Crosswalks in high-traffic areas like Martin Luther King Jr. Boulevard are usually signaled by flashing LED lights, a yellow-diamond crosswalk sign, and words and symbols that say, “Yield here to pedestrians.”

Despite these warnings, Bonk says he thinks there could be even more to improve the effectiveness and flow of areas where pedestrians need to cross the street.

“The whole issue of pedestrian safety nationally is kind of an evolving area of research and interest.  We are working with the state to identify some possible enhancements to the warning lights that we currently have at some of the crosswalks that we think we can make better,” he says.

Bonk elaborates on a specific experimental option that he hopes could be approved and funded by the state, called a “hawk” signal.  This would specifically allow pedestrians to activate a signal that would stop traffic under operating conditions.

These improvements seem necessary because although crosswalk operation is a joint effort between drivers and pedestrians, Bonk says he thinks the former group presents the bigger challenge.

“The general recognition that pedestrians have a right to be in the street at crosswalks, and conversely there is a responsibility of the drivers to allow them to do that, is not as widely understood by drivers as it should be,” Bonk says.

Not only do drivers need to recognize a crosswalk and allow pedestrians the right of way, but they also need to be driving the appropriate speed as they approach.  Chapel Hill Public Information Officer, Catherine Lazorko, explains that motorists are often speeding, which makes it even more difficult to notice, or stop for, pedestrians entering a crosswalk.

“Following the speed limit is important. It’s also important that pedestrians make sure before they enter the crosswalk that the traffic has stopped.  I think it’s a good habit to even make eye contact with a driver before you’re putting your body in front of a vehicle,” Lazorko says.

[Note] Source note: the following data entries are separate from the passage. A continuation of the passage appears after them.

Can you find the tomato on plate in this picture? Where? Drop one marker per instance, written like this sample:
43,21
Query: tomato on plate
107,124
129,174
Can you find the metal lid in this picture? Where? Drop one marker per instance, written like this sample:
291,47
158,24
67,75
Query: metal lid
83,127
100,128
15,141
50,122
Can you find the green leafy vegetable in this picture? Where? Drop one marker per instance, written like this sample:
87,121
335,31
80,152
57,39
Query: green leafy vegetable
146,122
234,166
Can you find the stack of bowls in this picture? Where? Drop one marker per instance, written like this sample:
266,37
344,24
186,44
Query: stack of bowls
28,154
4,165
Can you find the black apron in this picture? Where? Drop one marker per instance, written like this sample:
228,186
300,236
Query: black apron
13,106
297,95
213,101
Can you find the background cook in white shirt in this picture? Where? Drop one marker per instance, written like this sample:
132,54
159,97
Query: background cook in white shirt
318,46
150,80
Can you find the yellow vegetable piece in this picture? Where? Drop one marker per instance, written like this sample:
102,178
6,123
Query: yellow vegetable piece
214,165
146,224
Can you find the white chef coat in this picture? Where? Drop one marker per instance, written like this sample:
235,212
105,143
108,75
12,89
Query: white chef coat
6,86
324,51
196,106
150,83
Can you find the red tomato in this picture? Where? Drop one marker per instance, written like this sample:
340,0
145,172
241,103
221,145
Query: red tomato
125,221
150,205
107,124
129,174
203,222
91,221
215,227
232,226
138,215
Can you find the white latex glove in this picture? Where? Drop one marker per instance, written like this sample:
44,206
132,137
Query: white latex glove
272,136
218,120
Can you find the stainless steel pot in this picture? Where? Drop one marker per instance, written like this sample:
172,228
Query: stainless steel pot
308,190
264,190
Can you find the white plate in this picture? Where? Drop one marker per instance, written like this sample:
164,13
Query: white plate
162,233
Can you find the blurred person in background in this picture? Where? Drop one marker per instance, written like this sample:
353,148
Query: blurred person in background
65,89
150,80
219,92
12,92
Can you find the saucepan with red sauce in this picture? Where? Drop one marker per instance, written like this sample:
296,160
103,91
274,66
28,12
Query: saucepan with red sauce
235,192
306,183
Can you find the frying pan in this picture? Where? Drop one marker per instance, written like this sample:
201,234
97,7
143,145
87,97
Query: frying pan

Lazorko explains that the Town has a prolonged year-long campaign of public outreach in which social media is used to remind residents how to use the crosswalks, as well as general safety tips.

Lazorko and Bonk both mention that these efforts do have to be stepped up each year to inform the high number of new students arriving to UNC who might not be used to the town’s system of crosswalks.

“Each fall, we know that we welcome a new group of student residents who are new to Chapel Hill, and they’re learning how to move safely through our town, whether they’re on foot, or they’re driving, or they’re riding a bike,” says Lazorko.

“We have anywhere from 20-25% turnover in a given year of people who are in town going to school; it’s always a challenge to educate them about the environment they’re going to be operating in,” Bonk says.

Lazorko and Bonk also explain that the Town of Chapel Hill, and particularly the Chapel Hill Police Department, are cooperating in a statewide program called Watch For Me NC, a pedestrian, cyclist, and driver crash awareness campaign.

The campaign consists of safety and educational messages and an enforcement effort by area police to crack down on some of the violations of safety laws.

“Chapel Hill is striving to be a very pedestrian-safe community, and it really requires cooperation among pedestrians, motorists, and bicyclists to work together and make it as safe as possible,” says Lazorko.